Uno de los comentaristas más ilustres y descreídos de este blog, además de gran viajero, reputado traumatólogo, y especialista en gastronomías eslavas, cuya identidad no puedo revelar, por por ser un secreto sellado con mi juramento, que es sagrado -ya habrán ustedes averiguado que se trata de don fhku– me recuerda con razón en mi reaccionaria entrada anterior que lo que tengo que hacer es hablar de cosas que nos resulten más cercanas que Cuba, como el canon digital, sobre el que, por cierto, prometí un post. Dejando de lado que la opresión y la falta de libertad de los cubanos es para mí algo mucho más cercano que el canon digital, que francamente, me la refanfinfla pagarlo o no, he de reconocer que en su día les prometí a ustedes una entrada sobre ese tema, y como lo prometido es deuda, y sucede que me da la gana pagar esa deuda, porque si no me diera tal gana, no la pagaría, pues voy a hacerlo -pagar la deuda, quiero decir- como a continuación tiene lugar:

El canon, tal y como está concebido, es un impuesto indirecto que grava el consumo de aquellos productos que son susceptibles de almacenar información en formatos digitales. Y un impuesto, por definición no puede ser gestionado por una entidad privada que representa intereses privados, entre ellos los de la industria de la cultura; se trata de un impuesto que se cobra de manera universal, pero sobre el que el estado no puede realizar ningún control, ni mucho menos garantizar que el dinero recaudado se dedique a proteger realmente los derechos de los creadores.

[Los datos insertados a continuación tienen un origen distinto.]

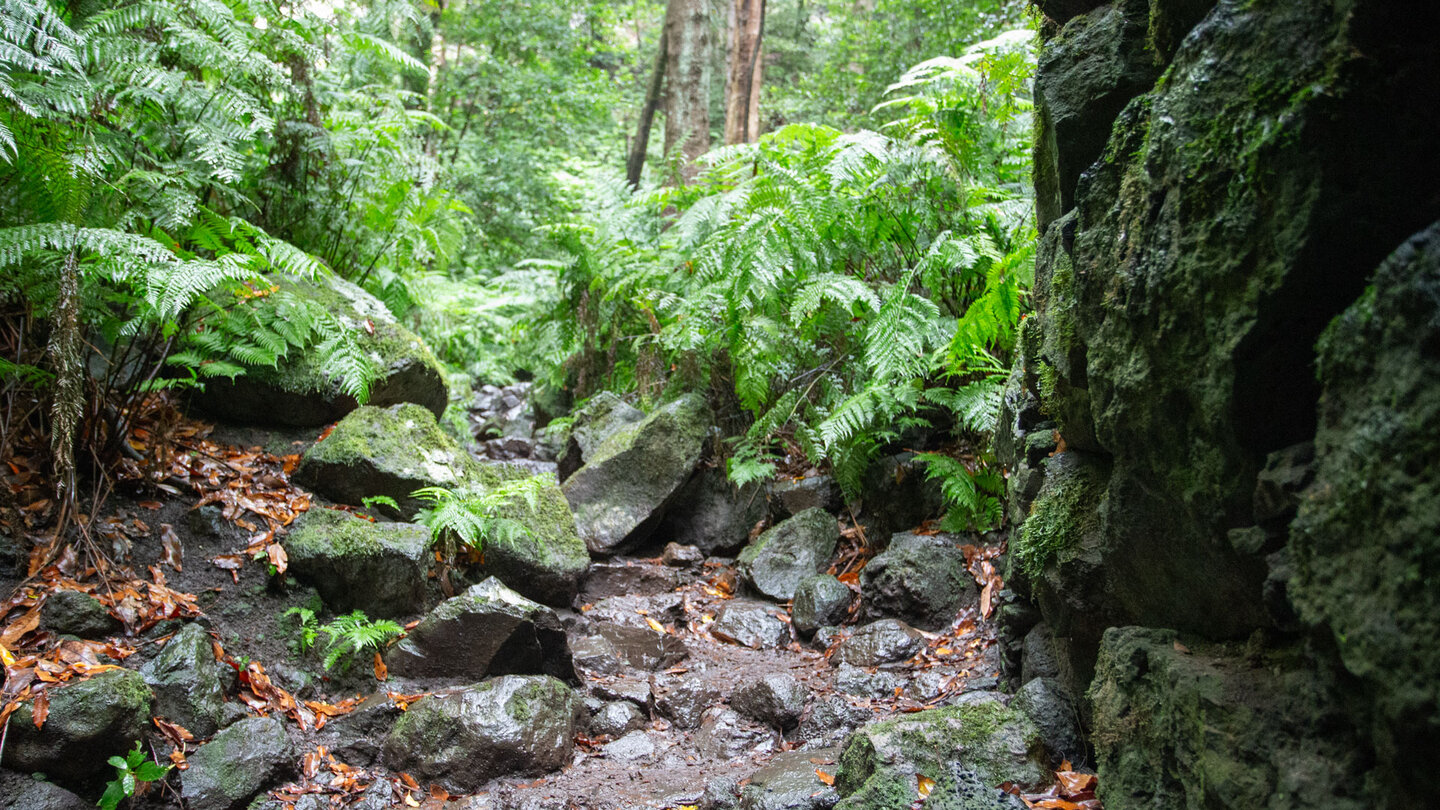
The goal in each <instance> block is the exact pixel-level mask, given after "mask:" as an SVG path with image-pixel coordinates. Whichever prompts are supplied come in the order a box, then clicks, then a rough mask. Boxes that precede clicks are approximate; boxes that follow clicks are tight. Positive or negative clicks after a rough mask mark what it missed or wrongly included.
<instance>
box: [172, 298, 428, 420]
mask: <svg viewBox="0 0 1440 810" xmlns="http://www.w3.org/2000/svg"><path fill="white" fill-rule="evenodd" d="M278 285H279V287H281V290H284V291H287V293H289V294H294V295H300V297H304V298H308V300H311V301H317V303H320V304H321V306H324V307H325V308H327V310H330V311H331V313H333V314H334V316H336V317H337V319H340V323H341V324H344V326H346V327H347V329H348V330H350V331H351V334H353V336H354V339H356V340H359V342H360V343H361V344H363V347H364V349H366V350H367V352H369V355H370V359H372V360H373V362H374V363H376V366H379V369H380V376H379V379H376V380H374V383H373V385H372V386H370V399H369V404H370V405H374V406H386V405H395V404H397V402H415V404H419V405H422V406H425V408H426V409H429V411H431V414H433V415H435V417H439V415H441V414H442V412H444V411H445V404H446V401H448V393H446V389H445V378H444V373H442V372H441V365H439V362H438V360H436V359H435V355H433V353H432V352H431V350H429V347H426V346H425V343H423V342H422V340H420V339H419V337H416V336H415V334H413V333H412V331H410V330H408V329H405V327H403V326H400V324H399V321H396V320H395V317H393V316H392V314H390V311H389V310H386V308H384V304H382V303H380V300H379V298H376V297H374V295H372V294H369V293H366V291H364V290H361V288H360V287H357V285H356V284H351V282H348V281H346V280H343V278H338V277H334V275H330V277H324V278H318V280H315V281H305V280H282V281H279V282H278ZM196 404H197V405H200V406H202V408H203V409H204V411H207V412H210V414H213V415H216V417H219V418H223V419H230V421H236V422H245V424H261V425H288V427H312V425H324V424H327V422H333V421H336V419H338V418H341V417H344V415H346V414H348V412H350V411H353V409H354V408H356V406H357V405H359V404H357V402H356V399H354V398H353V396H350V395H348V393H346V392H344V391H343V389H341V388H340V385H338V380H336V379H333V378H330V376H328V375H325V373H324V372H323V370H321V369H320V366H318V365H317V363H315V359H314V357H312V356H311V353H308V352H305V353H295V357H288V359H285V360H282V362H281V363H279V366H278V368H275V369H269V368H253V369H249V370H248V372H246V373H245V375H243V376H239V378H236V379H235V380H233V382H232V380H223V379H217V380H210V382H207V383H206V389H204V392H202V393H199V395H197V398H196Z"/></svg>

Por otra parte, el canon es contradictorio, ya que fomenta claramente la piratería. Si se hace pagar a quien compra un CD por la posibilidad de que en algún momento almacene en él información protegida por derechos de autor, se le está legitimando para que consiga esa información sin comprarla, es decir, bajándosela de internet, ya que ha pagado por ella mediante el canon.

Es evidente que hay que buscar la forma de proteger los derechos de autor y combatir la piratería sin penalizar a quienes no la practican y, si se establece algún tipo de canon, este debe tener control estatal, no debe atentar contra los derechos de los consumidores y usuarios, ni generar un retroceso en los avances en la democratización del acceso a la información y a la cultura que han permitido las nuevas tecnologías.